Answer W2: Thank you for your suggestion. We will specifically present the bad cases of EGonc, and GNNSAFE across five datasets in the revision, and we will visualise their open set node classification results in the Appendix, make the differences between the three models more intuitively.
Weakness 3 & Question 1: While the method shows promise, its applicability and performance in domains outside of those tested in the experiments need further validation. Why were those datasets chosen, and what advantages do they offer in validating the proposed method?
Answer W3 & Q1: Thanks for your comment and your question. In the field of open-set node classification on graphs, these datasets are the most commonly used. For example, [1] conducted experiments using Cora, Citeseer, Dblp, and Pubmed; our experiments mainly followed their setup and additionally included the obgn_arxiv dataset to evaluate the model's performance on large-scale data.
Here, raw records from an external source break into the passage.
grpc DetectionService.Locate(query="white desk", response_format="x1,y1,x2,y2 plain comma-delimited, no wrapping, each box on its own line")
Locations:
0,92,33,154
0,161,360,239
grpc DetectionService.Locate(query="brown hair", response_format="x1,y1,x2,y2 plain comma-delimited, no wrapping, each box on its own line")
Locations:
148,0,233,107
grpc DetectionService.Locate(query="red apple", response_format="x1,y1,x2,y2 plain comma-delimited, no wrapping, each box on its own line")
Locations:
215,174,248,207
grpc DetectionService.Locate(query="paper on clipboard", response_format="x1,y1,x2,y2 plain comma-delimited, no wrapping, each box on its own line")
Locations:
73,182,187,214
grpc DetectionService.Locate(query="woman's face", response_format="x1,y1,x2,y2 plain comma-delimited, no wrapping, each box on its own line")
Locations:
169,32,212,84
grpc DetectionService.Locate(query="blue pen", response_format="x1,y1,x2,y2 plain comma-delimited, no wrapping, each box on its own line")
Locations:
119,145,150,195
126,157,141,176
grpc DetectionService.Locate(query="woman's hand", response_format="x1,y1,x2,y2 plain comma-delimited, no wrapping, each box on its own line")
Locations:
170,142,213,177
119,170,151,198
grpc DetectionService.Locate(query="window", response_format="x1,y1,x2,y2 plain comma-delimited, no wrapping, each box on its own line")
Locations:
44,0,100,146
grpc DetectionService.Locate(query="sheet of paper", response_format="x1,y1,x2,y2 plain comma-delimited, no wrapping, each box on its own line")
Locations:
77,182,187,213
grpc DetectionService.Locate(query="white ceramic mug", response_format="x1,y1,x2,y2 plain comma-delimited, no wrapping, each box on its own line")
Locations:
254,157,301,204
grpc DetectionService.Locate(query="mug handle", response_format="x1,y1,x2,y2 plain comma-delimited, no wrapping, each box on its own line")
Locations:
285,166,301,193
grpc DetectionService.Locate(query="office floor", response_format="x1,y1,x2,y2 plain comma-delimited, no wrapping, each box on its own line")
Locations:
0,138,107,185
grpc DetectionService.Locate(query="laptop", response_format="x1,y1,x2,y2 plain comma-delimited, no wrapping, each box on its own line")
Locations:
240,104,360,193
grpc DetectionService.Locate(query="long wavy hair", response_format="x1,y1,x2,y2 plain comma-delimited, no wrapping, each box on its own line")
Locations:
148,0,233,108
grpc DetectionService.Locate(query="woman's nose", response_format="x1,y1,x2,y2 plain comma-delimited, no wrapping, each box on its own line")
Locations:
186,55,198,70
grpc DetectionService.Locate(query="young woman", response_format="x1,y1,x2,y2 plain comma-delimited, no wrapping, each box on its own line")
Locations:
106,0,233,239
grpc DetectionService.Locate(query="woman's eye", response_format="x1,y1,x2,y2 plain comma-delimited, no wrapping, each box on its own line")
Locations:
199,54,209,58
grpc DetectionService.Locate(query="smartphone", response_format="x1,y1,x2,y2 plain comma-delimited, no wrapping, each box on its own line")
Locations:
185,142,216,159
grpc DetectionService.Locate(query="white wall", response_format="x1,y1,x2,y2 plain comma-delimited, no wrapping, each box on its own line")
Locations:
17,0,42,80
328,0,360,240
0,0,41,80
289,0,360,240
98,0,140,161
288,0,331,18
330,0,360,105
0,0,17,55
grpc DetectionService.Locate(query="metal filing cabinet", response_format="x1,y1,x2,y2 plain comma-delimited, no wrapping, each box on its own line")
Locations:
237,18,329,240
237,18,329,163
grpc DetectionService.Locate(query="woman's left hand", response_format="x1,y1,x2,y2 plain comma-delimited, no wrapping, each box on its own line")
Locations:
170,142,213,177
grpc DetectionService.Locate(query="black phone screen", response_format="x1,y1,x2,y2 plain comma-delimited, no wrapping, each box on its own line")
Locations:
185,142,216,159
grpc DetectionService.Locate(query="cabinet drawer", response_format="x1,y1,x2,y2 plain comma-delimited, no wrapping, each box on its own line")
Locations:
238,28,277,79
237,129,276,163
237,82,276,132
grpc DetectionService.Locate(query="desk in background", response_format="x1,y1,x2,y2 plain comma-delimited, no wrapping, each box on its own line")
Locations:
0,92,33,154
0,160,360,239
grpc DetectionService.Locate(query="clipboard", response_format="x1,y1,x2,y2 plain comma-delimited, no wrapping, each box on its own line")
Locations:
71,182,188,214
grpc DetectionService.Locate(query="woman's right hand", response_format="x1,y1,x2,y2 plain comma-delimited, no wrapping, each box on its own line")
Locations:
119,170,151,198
Specifically, these datasets have the following advantages: First, these datasets (Cora, Citeseer, Dblp, Pubmed, and Ogbn_arxiv) are widely used in the academic community, are publicly available and accessible, and have a high degree of representativeness and ubiquity, which allows for a fair and equitable measurement of model performance and enhances the transparency and credibility of research. Second, the datasets come from a variety of sources, including computer science (Citeseer, Dblp), medicine (Pubmed), and arxiv preprints (Ogbn_arxiv), which allows us to validate the applicability and robustness of the proposed methodology in different domains. Third, they have various dataset sizes, including small datasets (Cora, Citeseer), medium datasets (Dblp, Pubmed) and large datasets (Ogbn_arxiv), which allow us to evaluate the performance of the models with different dataset sizes.
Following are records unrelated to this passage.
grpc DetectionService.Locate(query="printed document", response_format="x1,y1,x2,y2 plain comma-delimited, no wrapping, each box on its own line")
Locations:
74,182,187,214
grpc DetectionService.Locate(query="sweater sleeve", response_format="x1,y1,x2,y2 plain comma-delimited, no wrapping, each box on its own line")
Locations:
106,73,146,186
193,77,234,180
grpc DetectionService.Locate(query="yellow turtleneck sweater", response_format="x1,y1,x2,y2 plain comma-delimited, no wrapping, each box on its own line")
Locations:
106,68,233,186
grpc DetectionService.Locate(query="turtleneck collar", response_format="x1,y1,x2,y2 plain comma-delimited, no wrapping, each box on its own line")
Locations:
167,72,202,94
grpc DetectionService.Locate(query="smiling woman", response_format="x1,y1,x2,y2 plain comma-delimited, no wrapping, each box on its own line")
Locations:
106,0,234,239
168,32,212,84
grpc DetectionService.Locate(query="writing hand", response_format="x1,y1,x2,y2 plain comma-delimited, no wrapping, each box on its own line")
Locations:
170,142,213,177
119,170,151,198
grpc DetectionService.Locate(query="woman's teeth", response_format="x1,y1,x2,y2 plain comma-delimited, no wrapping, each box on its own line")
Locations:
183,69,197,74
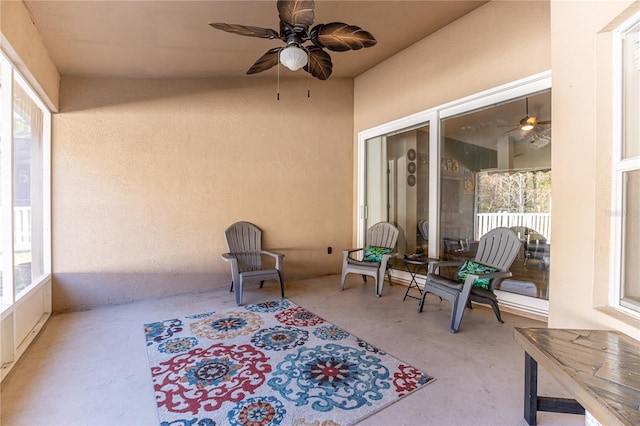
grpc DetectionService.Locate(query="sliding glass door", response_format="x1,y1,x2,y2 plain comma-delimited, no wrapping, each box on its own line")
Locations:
364,123,430,255
439,90,551,299
358,73,552,314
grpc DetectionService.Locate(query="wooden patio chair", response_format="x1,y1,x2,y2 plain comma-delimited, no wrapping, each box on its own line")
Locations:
340,222,400,297
222,222,284,306
418,228,521,333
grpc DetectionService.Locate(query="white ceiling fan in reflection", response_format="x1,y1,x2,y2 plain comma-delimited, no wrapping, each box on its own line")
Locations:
504,98,551,149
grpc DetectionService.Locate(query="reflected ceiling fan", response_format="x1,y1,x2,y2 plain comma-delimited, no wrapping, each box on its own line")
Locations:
209,0,377,80
505,98,551,135
504,98,551,149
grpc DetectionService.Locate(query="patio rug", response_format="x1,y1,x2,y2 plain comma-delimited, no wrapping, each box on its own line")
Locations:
145,299,434,426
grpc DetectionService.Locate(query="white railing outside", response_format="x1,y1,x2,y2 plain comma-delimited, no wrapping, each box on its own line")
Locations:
476,213,551,244
13,207,31,251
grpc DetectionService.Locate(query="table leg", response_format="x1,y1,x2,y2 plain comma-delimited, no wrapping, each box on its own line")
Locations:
524,352,538,426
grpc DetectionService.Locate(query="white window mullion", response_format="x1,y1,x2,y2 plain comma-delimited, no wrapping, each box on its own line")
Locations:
0,56,15,308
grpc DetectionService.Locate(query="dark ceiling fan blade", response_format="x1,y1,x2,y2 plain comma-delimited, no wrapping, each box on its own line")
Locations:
209,22,280,39
310,22,378,52
277,0,315,32
247,47,282,74
304,46,333,80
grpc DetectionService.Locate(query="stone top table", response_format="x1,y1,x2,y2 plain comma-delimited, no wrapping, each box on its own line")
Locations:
513,328,640,426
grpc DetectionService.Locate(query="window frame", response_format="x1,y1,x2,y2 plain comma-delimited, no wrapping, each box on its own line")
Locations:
0,52,51,310
609,13,640,319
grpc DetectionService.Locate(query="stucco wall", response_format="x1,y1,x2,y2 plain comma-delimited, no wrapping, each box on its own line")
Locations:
353,1,640,338
52,77,353,311
354,1,551,132
0,0,60,111
549,1,640,339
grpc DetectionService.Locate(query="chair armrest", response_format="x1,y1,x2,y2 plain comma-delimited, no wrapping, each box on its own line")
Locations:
220,253,240,283
342,247,364,254
431,260,464,269
467,271,513,281
342,247,364,261
220,253,238,262
260,250,284,273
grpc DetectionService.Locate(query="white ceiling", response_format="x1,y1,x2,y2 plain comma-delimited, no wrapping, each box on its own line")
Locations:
25,0,487,78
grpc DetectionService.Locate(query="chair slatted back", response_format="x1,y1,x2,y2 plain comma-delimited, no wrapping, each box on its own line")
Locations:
367,222,400,248
475,228,522,271
224,222,262,272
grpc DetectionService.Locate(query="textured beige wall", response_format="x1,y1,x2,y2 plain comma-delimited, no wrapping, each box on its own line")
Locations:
354,1,551,132
352,1,640,338
0,0,60,111
52,77,353,311
549,1,640,339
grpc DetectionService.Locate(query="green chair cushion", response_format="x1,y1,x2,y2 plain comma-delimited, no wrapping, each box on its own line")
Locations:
456,260,498,290
362,246,393,263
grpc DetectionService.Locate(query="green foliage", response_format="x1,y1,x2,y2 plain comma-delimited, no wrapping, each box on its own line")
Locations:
477,169,551,213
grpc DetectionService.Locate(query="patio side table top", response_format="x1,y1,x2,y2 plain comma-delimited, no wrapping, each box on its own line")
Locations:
513,327,640,425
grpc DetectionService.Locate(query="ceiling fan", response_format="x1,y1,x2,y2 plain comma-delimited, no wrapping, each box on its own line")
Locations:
505,98,551,135
209,0,377,80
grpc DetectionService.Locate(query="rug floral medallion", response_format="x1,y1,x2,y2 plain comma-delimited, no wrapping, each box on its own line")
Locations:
145,299,434,426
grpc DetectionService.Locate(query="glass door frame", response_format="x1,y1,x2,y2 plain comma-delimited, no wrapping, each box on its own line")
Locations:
356,71,551,317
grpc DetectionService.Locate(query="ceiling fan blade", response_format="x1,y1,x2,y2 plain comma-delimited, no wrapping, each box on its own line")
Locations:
247,47,282,74
209,22,280,39
310,22,378,52
304,46,333,80
277,0,315,32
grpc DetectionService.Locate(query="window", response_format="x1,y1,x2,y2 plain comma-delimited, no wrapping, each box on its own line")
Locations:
611,14,640,316
357,72,552,315
0,51,50,310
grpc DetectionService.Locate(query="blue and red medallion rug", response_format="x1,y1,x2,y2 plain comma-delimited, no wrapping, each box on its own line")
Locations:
145,299,434,426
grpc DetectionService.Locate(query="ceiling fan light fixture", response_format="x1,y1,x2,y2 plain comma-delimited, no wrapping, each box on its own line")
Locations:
520,116,538,132
280,45,307,71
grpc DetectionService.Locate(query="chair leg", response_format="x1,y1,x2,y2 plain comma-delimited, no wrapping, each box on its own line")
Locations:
278,271,284,299
489,300,504,324
449,297,466,333
418,290,427,313
340,267,347,291
235,278,242,306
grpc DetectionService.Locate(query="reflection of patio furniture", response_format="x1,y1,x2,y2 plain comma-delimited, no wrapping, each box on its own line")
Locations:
416,219,429,253
524,231,551,267
418,228,520,333
340,222,400,297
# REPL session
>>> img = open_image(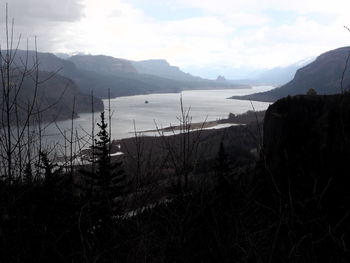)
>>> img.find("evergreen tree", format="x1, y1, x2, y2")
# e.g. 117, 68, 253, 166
83, 112, 126, 214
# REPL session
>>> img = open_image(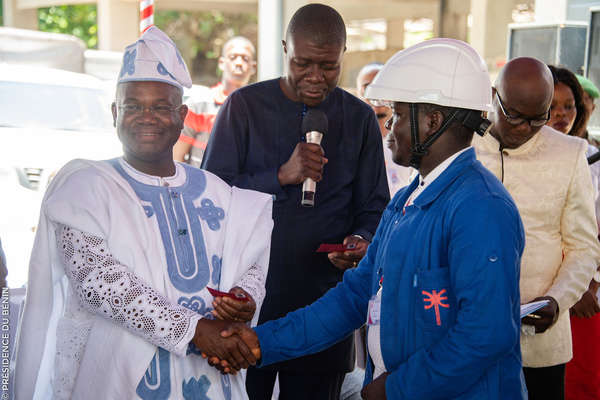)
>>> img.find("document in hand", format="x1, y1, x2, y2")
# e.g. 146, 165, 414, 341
521, 300, 550, 318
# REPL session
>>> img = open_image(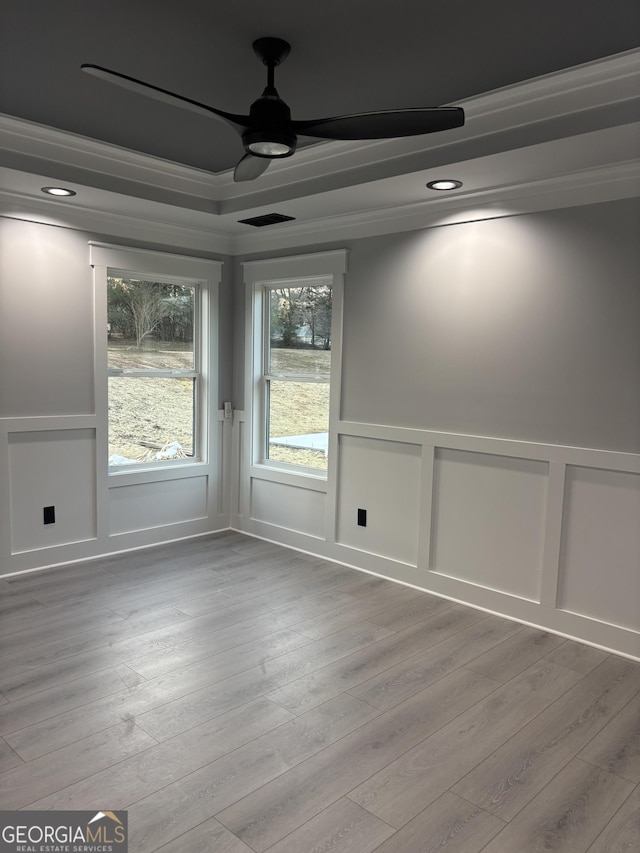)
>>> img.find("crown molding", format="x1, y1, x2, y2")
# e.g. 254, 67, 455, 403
0, 190, 233, 255
231, 161, 640, 255
0, 49, 640, 206
0, 49, 640, 255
[1]: Man Wu, Shirui Pan, and Xingquan Zhu. Openwgl: open-world graph learning for unseen class node classification. Knownledge and Information Systems, pages 1-26 2021.
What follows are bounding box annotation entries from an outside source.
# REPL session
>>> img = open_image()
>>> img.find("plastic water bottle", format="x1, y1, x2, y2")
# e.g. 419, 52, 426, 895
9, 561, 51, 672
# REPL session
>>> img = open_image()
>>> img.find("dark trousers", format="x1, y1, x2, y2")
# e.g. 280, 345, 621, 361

Question 2: Why was the 2017 GCN by Kipf and Welling chosen as the backbone neural network for experimental evaluation, instead of using other models?
Answer 2: Thanks for your question. Actually, the proposed method, EGonc, is agnostic to specific GNN architectures and demonstrates robust generalization capabilities. We conduct experiments on different GNN architectures, including GCN, GAT and GraphSage. The results are shown in Table 8 in Appendix E.10, which have confirm the effectiveness and generalization ability of EGonc for open-set node classification. Considering the space limitation, we only illustrate the experimental results in terms of GCN-based EGonc in the body of the article, since GCN is one of the most widely used and one of the most representative GNNs.
Thank you for your detailed response. I will keep my positive rating.
Thank you so much for your valuable comments and suggestions on our paper. We appreciate your expertise and careful consideration. And if we have addressed your major concerns, we would like to kindly request if you could increase your score of our paper. We will improve the manuscript further as you suggested. Thanks so much.
This paper proposes a new energy-based open-set node classification method for open-set learning tasks. Initially, the paper received borderline scores. During the rebuttal phase, the authors successfully addressed most concerns, leading to a consensus to accept the paper.
Please follow the reviewers' suggestions to integrate the rebuttal content into the original paper.